In grad school, I wrote for a Biblical interpretation class a global warming interpretation of one of Jesus’ prophetic utterances regarding the Second Coming, and the troubles that would precede this final act of God in history. Luke (21:25) says it: “There will be signs in the sun, moon and stars. On earth, the nations will be in anguish and perplexity at the roaring and tossing of the sea.”

I wrote that our fear of the danger to come should inspire a changing attitude to our world, our activities, and to one another. Less consumption, less material obsession, less exploitation; more compassion, more creative expression, more community.

But my professor corrected me — you can’t scare people into acting justly, even when the stakes are all human life, everywhere.

I was flumoxed, but I see what he was talking about. The chiding moralism of “you’re gonna get yours, fools,” rarely inspires lasting change. Just because science is on your side does not give you a right to be a jerk to your benighted neighbors. 

It seems that Christian reflection on the End Times (bear with me if you’re not a Christian), starts from a place of hope, not fear. Roger Haight summarizes Karl Rahner’s description of hope:

Hope…refers to the fundamental openness of the human spirit…hope desginates a region of human existence from which both faith and love are elicited. Hope reaches back into the human spirit as inner freedom that characterizes reflective consciousness.

This makes me think of the Zen precept of not-knowing — a fundamental openness of being, toward all being, exercised freely. This is a disposition that leads to a renewed commitment (for Christians, faith; for Zen Buddhists, bearing witness) and a guide for action (for Christians, love; for Zen Buddhists, compassionate or appropriate response). It’s nice when these two very different religions seem to agree on a deeper, objective dynamic in human encounter with the ultimate. It suggests a further expansion of these questions into secular realms of knowledge and action.

A question that has pursued Christian theology from its earliest days is: how does this exercise of human freedom influence the outcome of all things? What part of the World’s ultimate fate is our work, and what part of it is given to us freely? This is Paul on circumcision; this is the Augustinian/Pelagian controversy; this is the Reformation question of works-righteousness. More recently, Juan Luis Segundo asked: what of our work will endure into the life to come? How do we know what we do will be a part of the Eschaton? If nothing, then why do anything at all?

Moving from the Christian reflection to a more secular one: if you agree that climate change is real and as bad as it seems, then we’re facing a radically different world to come. It is worth asking: what of our work will endure into that different world? What can we create, in a spirit of openness and hope rather than fear and reaction, that will buoy the spirit of life and the floruishing human community? What part do we play in this cycle of life and death that we influence and receive so intimately and so globally?

That brings me to my math class, a space that is already open to my reflection, and where meaning is always alive, whether I notice it at the time or not. Conveniently, unexpectedly, I’ve already described PBL math as a method that encourages an openness, not-knowing, that corresponds to hope. Does it make sense to practice hope? I think so.
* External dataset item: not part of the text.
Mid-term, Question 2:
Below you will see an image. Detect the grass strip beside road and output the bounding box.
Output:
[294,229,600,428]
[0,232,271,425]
But there’s more here to explore — if we see the world’s situation as it is now, what would we want to instill in our students to survive what seems liklely to bring calamity and chaos, and certainly will affect the poor and marginalized of the world disproportionately. What do we want to teach our students, when we are facing a radical change in everything we know and assume about human responsibility and sustenance?

I don’t know! But I can see two preliminary avenues of questioning:

1) How is math itself related to the project of human flourishing? (problem solving! reasoning from evidence! resilience and community support! listening, being flexible, accepting new conditions, and taking worthwhile risks!)

And 2) what kind of space best communicates this to students, and helps them practice it, such that it sticks — that will communicate a transcendent value that is enduring, that approaches us from beyond our suffering world and helps us face it?